Architecture
Modernist Churches in Northern Mexico
Matamoros
Architects – Enrique de la Mora e Ing. Armando Ravizé Rodríguez
Text and Photos – Stephen Fox
Although proponents of the Modern Movement in twentieth-century architecture mobilized the rationalist, instrumental discourse of modern engineering to justify functionalist architecture, they were not averse to Regionalism if treated as a method rather than a style. The Mexico City architect Enrique de la Mora demonstrated what form a modern Mexican regionalism might take when in 1941 he designed the first modern church built in Mexico, now the Basílica de la Purísima in Monterrey, completed in 1946. The parabolic profiles of the nave and transepts materialize the rationalism of modern concrete construction. But the rustic texture of the stone bell tower and the stone panels inset in the church’s concrete frame imbue la Purísima with a powerful Regionalist emotional charge.

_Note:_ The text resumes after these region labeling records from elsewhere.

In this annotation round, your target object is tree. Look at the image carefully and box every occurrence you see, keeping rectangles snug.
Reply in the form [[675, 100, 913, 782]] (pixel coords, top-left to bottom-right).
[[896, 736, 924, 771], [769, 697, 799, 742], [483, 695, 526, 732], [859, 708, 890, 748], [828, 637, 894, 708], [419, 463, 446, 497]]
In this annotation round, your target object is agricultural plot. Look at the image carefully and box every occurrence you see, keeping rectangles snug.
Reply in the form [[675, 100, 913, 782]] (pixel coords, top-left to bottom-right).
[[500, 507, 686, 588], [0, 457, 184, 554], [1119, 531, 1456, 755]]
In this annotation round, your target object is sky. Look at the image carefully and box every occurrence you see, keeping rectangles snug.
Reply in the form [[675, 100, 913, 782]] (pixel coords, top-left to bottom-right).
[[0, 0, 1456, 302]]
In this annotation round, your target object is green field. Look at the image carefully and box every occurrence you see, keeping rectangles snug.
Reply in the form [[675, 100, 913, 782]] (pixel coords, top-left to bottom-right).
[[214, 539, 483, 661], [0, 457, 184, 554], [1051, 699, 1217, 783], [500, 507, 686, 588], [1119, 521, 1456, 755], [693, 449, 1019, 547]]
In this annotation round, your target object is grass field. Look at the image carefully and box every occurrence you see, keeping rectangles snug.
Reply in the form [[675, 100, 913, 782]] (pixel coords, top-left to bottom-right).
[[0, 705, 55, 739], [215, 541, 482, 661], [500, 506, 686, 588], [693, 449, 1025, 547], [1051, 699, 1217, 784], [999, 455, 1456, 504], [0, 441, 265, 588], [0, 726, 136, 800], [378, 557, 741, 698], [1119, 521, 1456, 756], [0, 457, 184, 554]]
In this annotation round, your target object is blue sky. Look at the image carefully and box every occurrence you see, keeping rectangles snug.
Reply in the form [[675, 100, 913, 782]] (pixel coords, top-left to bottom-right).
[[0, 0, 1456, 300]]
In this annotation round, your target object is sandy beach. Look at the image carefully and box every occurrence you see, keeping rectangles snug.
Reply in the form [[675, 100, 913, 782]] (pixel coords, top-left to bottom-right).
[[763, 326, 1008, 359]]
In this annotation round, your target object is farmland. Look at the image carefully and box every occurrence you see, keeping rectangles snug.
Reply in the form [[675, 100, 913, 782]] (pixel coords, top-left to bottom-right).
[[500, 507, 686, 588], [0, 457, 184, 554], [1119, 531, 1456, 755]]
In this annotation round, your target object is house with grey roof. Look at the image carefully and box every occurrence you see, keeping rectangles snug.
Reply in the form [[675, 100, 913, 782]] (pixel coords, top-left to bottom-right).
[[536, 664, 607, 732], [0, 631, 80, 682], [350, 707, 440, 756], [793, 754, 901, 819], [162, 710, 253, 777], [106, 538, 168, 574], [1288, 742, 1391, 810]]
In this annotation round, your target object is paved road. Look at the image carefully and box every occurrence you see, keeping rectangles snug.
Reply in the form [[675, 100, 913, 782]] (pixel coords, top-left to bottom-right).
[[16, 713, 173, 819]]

The influence of la Purísima was visible in new parish churches constructed in border cities in the early 1950s. The population of Reynosa surged after the discovery of natural gas fields between 1944 and ‘49 and construction of a refinery there by Petroleos Mexicanos in 1951. Reynosa’s good fortune was manifest in the construction of a new church for the city’s oldest parish, Nuestra Señora de Guadalupe, dedicated in 1954. La Santísima Guadalupe reproduced the parabolic profile and stone-faced towers of la Purísima alongside the stone bell tower of the church’s mid-nineteenth-century predecessor.
Templo del Sagrado Corazón de Jesús, Matamoros, 1953
A new parish church, Sagrado Corazón de Jesús, was completed in Matamoros in 1953 facing Plaza Allende. It too paid homage to la Purísima.